Auditors also said that because the procurement was “not highly technical in nature,” the PCG could
have internally handled the procurement. “As such there’s no reason to outsource by commissioning
PITC to handle the job for a fee,” said the AOM.

The AOM said the PCG could have saved P69.2 million if it handled the procurement itself rather than
tap PITC.

The PCG was given 5 days within receipt of the memorandum to reply. The auditors asked that the PCG
submit the lacking documents and status reports, as well as to “stop issuing additional fund transfers
unless the previous projects are completed and delivered.”

No contracts, no bidding

The AOM dated February 11, 2019, involved transactions worth P1.75 billion. These were withdrawn
and parked for transactions which either did not have contracts or did not have biddings.

Auditors flagged 5 obligation requests, or the reservation of money, for the supply and delivery of a twin
engine helicopter, weapons, weapon stations, body gears, and the construction of 7 lighthouses in
Mindanao.

For the equipment, the obligation requests either did not have bidding or no contract was awarded. For
the lighthouse construction, the contract has yet to be signed.
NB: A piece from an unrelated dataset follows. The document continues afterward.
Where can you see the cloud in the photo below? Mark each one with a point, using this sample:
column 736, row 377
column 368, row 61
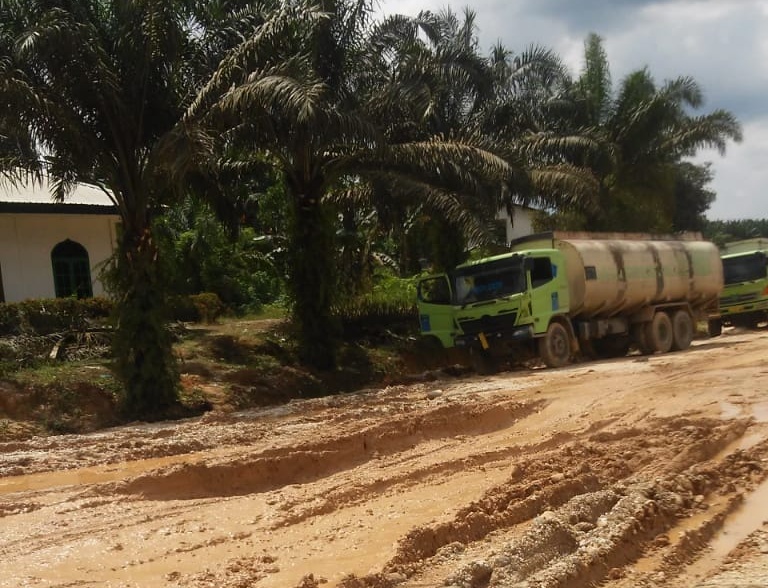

“It appears that the above-mentioned projects were only obligated at the end of CY 2018, just so to
avoid reversion/lapsing of the allotment/funds. Worse, some of the above projects were not yet bidded
out by PCG as of date,” the AOM said.

Auditors said that while heads of requesting offices claimed that the allotments were lawful, the
documents lacked the pertinent details, such as dates of issuances of the Obligation Request and Status
(ORS) and certifications of availability of allotments.
“This practice may constitute circumventing the mentioned law and regulation which may result to
nullity of the obligation and payments," the AOM said.

Auditors said that incurring obligations without valid claims violate several financial control rules such as
Presidential Decree No. 1177 and the Government Accounting Manual.

Resident auditors gave the PCG 5 days within receipt to comment on the memorandum. They
recommended the agency to “stop the practice of issuing obligations charged to allotments without the
benefit of the approved contract or valid claims documents.”